Ward 8 Council member Tommy Dawson stated he would vote against the name change as he is in support of changing the name to Robert Pitts Blvd. Fitch-Taylor also heard requests from her constituents to rename the street Robert Pitts Blvd.
The vote to change the street name passed with only Dawson objecting. Witten and Smith recused themselves from the discussion and the vote.
Anders announced that a high school student from Montgomery recently drowned in Chewacla State Park last week.
Auburn also saw the death of Auburn University football coach Pat Dye.
“Besides helping us beat Alabama, he did a lot for our community as far as giving us confidence, a vision and making us believe in ourselves,” Anders said. “He showed up at a time where the City and the University were not in the best shapes they could be in … he loved all parts of our community, and he will certainly be missed.”
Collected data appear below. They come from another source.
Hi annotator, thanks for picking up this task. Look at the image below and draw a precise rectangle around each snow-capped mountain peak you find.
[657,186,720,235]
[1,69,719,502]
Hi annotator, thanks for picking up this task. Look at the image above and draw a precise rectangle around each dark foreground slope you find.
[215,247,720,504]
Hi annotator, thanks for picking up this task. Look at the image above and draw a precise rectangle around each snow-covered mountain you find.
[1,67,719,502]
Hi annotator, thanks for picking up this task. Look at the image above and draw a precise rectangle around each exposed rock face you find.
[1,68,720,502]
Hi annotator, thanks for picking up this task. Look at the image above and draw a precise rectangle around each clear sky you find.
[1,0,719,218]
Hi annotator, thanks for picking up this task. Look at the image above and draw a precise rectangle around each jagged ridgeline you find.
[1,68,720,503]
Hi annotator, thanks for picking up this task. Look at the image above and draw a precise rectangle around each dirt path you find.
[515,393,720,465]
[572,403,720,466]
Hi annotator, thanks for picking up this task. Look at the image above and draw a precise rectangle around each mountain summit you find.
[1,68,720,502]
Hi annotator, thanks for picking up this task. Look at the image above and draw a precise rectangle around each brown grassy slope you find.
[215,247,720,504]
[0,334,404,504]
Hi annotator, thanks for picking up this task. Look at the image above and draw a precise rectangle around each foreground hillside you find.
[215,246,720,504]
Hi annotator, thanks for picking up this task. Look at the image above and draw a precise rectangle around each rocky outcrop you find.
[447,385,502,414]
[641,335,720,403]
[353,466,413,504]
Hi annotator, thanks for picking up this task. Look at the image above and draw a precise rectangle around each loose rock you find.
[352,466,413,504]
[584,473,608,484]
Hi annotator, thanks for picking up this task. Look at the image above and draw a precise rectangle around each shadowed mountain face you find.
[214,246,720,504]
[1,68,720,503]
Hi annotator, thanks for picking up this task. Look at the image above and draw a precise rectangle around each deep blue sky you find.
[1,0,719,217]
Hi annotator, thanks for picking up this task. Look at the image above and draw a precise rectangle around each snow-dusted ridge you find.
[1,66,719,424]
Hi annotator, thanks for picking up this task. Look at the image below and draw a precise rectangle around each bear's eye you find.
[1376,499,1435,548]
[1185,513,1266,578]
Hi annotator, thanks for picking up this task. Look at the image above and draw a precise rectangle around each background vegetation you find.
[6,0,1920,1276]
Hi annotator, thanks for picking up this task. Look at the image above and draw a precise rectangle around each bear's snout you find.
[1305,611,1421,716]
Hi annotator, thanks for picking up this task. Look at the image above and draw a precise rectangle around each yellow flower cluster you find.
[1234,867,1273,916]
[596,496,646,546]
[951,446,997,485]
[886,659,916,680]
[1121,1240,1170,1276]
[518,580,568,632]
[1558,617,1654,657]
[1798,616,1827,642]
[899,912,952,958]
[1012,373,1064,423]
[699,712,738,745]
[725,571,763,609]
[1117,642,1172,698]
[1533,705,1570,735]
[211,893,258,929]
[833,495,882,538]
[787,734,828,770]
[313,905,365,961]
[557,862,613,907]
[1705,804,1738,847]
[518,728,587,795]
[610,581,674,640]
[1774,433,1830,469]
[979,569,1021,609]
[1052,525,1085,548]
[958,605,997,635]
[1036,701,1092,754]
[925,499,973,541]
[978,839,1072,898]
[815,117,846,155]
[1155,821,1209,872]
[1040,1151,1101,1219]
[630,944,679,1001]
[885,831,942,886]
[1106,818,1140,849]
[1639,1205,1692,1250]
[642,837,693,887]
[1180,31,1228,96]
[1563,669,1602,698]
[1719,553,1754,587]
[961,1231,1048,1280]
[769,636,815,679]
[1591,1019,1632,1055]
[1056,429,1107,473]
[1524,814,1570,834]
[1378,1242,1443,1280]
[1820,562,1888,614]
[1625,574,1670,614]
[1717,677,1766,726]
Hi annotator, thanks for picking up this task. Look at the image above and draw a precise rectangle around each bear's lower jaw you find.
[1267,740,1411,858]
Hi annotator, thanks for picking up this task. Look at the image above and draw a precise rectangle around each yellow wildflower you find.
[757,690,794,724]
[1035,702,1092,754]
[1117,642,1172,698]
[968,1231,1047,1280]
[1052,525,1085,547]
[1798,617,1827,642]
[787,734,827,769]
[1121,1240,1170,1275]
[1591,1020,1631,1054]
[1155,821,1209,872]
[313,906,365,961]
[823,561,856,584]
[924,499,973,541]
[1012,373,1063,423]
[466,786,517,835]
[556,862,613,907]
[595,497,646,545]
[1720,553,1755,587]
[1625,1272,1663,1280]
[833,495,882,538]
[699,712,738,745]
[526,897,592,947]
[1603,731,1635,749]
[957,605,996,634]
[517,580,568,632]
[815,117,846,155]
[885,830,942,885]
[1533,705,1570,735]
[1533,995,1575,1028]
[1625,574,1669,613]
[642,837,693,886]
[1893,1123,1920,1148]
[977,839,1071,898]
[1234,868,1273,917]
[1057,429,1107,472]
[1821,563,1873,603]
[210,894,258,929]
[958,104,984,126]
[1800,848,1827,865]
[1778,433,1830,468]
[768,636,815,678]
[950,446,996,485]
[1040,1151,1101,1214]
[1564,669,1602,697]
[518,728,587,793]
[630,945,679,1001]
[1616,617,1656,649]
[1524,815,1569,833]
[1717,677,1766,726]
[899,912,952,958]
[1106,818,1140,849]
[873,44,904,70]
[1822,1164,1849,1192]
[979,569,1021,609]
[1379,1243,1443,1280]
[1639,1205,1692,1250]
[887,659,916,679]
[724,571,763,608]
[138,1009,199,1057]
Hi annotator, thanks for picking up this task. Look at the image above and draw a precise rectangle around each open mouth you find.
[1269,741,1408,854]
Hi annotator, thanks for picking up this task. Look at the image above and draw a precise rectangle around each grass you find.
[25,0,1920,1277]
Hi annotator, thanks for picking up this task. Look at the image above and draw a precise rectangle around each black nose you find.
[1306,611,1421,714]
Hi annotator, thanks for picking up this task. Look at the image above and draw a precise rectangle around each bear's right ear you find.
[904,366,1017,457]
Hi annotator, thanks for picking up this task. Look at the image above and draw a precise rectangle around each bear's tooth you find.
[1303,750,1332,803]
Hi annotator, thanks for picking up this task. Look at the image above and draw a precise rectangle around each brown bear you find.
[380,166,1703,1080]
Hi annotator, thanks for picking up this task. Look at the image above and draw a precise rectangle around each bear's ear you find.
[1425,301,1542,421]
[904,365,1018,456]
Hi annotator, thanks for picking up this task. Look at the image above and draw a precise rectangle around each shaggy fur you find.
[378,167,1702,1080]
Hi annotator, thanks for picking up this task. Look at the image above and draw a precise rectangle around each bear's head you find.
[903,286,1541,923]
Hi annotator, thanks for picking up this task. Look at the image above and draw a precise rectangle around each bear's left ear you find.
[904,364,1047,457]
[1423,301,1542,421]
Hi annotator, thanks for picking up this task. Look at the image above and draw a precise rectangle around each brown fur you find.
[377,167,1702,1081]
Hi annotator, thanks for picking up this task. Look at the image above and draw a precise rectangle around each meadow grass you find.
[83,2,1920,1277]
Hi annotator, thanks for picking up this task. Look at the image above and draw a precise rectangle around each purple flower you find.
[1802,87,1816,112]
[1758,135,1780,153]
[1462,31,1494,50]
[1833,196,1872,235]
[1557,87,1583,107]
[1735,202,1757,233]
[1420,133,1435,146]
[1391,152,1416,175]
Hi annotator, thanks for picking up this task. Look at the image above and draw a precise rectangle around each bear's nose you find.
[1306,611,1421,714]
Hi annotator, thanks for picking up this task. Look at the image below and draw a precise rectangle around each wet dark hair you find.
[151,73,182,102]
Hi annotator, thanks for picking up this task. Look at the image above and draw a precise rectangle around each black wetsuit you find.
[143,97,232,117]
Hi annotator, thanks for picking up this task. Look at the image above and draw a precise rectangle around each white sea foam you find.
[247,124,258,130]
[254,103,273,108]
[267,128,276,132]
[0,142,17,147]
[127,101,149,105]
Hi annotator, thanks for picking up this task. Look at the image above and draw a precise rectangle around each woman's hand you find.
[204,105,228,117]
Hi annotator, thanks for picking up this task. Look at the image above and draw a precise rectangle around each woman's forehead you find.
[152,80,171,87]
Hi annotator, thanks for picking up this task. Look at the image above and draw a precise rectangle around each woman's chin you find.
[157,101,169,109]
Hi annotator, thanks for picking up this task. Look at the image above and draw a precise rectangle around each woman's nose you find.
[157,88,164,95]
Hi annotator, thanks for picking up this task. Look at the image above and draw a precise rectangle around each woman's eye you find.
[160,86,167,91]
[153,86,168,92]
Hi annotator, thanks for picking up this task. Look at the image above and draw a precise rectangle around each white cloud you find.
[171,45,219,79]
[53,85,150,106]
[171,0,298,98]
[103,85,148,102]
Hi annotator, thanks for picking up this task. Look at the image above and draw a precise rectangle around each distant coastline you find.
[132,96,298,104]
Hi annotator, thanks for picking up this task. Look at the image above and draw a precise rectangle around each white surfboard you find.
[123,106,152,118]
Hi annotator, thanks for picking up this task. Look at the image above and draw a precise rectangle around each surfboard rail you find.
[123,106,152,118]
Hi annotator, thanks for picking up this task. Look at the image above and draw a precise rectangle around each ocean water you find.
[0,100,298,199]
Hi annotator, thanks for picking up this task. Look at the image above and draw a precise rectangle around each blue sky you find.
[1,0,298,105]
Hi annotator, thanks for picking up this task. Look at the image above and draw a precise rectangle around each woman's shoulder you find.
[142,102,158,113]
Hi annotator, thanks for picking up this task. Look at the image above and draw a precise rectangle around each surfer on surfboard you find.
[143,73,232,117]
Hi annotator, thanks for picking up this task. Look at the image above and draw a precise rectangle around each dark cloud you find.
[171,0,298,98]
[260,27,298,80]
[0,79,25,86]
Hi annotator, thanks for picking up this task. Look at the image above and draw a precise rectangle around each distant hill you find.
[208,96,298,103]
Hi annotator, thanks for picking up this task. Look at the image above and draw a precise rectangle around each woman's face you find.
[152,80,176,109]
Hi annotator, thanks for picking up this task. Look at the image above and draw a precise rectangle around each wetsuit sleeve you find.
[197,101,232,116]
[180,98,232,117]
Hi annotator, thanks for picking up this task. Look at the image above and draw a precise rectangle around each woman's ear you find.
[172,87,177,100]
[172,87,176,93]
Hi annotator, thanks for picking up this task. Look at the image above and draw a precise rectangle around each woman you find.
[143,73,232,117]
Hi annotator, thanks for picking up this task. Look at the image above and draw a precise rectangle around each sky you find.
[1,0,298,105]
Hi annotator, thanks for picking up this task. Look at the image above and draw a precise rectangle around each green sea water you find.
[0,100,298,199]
Ward 5 Council member Steven Dixon announced his plan for honoring graduating high school students through videos, radio advertisements, on electronic billboards and advertisements in The Auburn Villager. The radio ads and electronic billboards are currently running the City’s ads.
Ward 3 Council member Beth Witten announced that June is Pride Month. She asked for the community to show support to their LGBTQ neighbors.
Anders reminded the community that the COVID-19 pandemic is ongoing, with the City seeing a “slight uptick” in new cases.
“Keep your distance, keep your hand washed and keep your distance from people that … are at the most risk,” Anders said. “We can’t get sloppy.”
Two more businesses were unanimously approved for the City’s loan interest subsidy program. Seventeen businesses in total have been approved since April 21.
Council unanimously approved amendments to zoning ordinances for the Cox Road and Wire Road Corridor. Houses will be able to be built on one acre instead of three, said planning director Forrest Cotten.
The City is not rezoning the region, but it will allow for residents to request the zoning change, Cotton said. The zone will serve as a transition between urban and rural areas of the City.
At the end of the meeting, Anders said that future City Council meetings should be held in the new City Council chambers. It will be the first time in 40 years for Council meetings to be moved.